Can anyone donate tissue?Gold medal-winning Paralympic swimmer, Stephanie Slater MBE, was a recipient of a donated cornea at St Paul’s Eye Unit - she is shown here with her surgeon, Mr Mark Batterbury. She urges everyone to join the organ donor register.

Almost anyone can be considered for tissue donation. For some tissues there are no age restrictions and few contra-indications.

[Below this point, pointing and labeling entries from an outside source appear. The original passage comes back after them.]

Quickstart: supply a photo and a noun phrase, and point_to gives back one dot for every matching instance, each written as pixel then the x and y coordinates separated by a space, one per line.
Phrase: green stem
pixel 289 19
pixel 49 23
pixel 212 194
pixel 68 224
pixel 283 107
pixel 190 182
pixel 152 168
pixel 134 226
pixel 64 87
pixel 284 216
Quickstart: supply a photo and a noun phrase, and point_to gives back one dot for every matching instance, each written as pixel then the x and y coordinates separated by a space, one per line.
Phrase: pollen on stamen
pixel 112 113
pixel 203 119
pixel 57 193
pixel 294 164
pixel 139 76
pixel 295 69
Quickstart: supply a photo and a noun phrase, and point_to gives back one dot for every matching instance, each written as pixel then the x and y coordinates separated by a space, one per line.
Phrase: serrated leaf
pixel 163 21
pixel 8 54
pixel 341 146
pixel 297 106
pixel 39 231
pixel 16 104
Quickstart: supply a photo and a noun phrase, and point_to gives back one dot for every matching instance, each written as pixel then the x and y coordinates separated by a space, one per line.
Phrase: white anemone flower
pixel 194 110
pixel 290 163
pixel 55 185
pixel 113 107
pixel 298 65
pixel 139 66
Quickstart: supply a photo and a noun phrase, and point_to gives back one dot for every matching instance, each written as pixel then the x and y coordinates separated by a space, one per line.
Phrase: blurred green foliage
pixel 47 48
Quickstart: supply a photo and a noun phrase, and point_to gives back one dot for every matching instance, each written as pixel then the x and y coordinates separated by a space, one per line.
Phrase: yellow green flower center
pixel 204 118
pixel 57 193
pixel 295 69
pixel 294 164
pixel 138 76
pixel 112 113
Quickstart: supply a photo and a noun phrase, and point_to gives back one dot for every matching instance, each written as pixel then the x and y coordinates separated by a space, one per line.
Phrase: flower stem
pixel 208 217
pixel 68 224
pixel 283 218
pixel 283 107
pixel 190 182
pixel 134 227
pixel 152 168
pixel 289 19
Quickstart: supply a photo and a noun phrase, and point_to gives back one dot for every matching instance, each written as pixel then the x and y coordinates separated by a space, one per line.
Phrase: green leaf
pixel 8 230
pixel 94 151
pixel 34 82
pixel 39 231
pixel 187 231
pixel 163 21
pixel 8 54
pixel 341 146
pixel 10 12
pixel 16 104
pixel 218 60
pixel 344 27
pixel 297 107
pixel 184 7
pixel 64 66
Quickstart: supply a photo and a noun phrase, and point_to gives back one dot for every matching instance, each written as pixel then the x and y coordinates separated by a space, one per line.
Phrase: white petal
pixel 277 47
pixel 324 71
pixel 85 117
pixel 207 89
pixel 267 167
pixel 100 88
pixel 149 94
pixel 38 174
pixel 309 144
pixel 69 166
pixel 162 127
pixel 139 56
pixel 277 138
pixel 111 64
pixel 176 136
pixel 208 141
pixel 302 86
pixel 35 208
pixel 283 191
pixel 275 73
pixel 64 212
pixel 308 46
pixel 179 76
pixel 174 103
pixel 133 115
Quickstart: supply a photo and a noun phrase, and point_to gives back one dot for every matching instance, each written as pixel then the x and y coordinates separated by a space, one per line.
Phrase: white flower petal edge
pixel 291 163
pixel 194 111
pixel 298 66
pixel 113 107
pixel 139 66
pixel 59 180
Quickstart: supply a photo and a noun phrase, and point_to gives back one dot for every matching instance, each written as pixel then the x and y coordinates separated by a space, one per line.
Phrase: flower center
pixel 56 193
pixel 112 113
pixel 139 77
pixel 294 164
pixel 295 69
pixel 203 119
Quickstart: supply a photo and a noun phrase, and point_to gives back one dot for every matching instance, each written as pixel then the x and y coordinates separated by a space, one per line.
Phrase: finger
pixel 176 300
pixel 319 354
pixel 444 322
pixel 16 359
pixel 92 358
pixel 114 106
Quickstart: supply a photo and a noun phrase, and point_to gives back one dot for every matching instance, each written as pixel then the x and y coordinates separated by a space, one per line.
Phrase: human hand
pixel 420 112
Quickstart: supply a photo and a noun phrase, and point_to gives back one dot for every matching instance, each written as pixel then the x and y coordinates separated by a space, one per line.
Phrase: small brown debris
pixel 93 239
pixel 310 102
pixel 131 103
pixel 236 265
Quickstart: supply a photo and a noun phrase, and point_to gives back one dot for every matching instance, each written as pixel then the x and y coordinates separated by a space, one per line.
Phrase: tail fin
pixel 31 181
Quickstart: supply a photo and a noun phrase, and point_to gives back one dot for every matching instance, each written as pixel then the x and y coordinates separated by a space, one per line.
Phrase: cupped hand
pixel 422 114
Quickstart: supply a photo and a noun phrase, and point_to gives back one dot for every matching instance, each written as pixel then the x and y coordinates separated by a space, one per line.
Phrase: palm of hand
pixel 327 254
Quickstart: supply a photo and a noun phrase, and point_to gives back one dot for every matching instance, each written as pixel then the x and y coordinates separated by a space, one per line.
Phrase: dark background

Certain medical conditions mean that eye donation for transplantation isn’t always possible, however, donation for research might still be feasible. In cases where transplantation is not an option the deceased person’s next of kin will be asked if they would like to consent to eye donation from their relative for research purposes. All donated tissues used for research are treated with dignity and respect.

*Pictured: Gold medal-winning Paralympic swimmer, Stephanie Slater MBE, was a recipient of a donated cornea at St Paul’s Eye Unit. Standing alongside her surgeon, Mr Mark Batterbury, she urges everyone to join the organ donor register.

If donated eyes are not suitable for transplantation they can be used for research, and what is the purpose of that research?

There are a number of diseases which damage the eye’s delicate tissues and cause sight loss. Research is needed if treatments are to be found for these conditions, which is where donations come in. The University of Liverpool Research Eye Bank supports the work that will help lead to significant advances in our understanding and treatment of these sight threatening diseases, and may improve the quality of life for many people. Such research, however, is dependent upon the availability of donated tissue and cannot take place without the generosity of eye donation, so please consider registering as an eye donor.

Are there any age restrictions for tissue donation?

There are no age restrictions for skin and bone donations. Heart valves and tendons can be donated up to the age of 60. Eyes can be donated up to the age of 86 or 96 if there has been no previous surgery.

How long after death can tissues be donated?

For most tissue, donation can occur up to 48 hours after death. The exception is eyes where there is a 24 hour time limit.

Does tissue donation have any cultural and religious implications?

This depends on the individual family. All the UK’s major religions support the principles of donation and transplantation and accept that donation is an individual choice.

Will tissue donation affect funeral arrangements?

No, funeral arrangements are not affected by donation. The work of the pathologist and HM Coroners are not interrupted or compromised by the donation process.

Does donation prevent us viewing our loved one after death?

No, it doesn’t. Throughout the donation process the donor is treated with dignity and respect, and the specialist team will ensure that the donor maintains a natural appearance after donation.

Can we choose which tissues to donate?

Yes, only those tissues for which you have given permission will be donated. You can make or change your choice on the NHS organ donation website.

After donation does the donor’s family receive any information?

Yes, with permission the NHS Blood and Transplant specialist nurse will write a thank you letter to the donor family.

I should emphasise that if you choose to donate tissue then discussing your wishes with your family, joining the organ donor register and carrying a donor card are really important steps to take. When the time comes it will make it easier for hospital staff to raise the subject of donation with your family.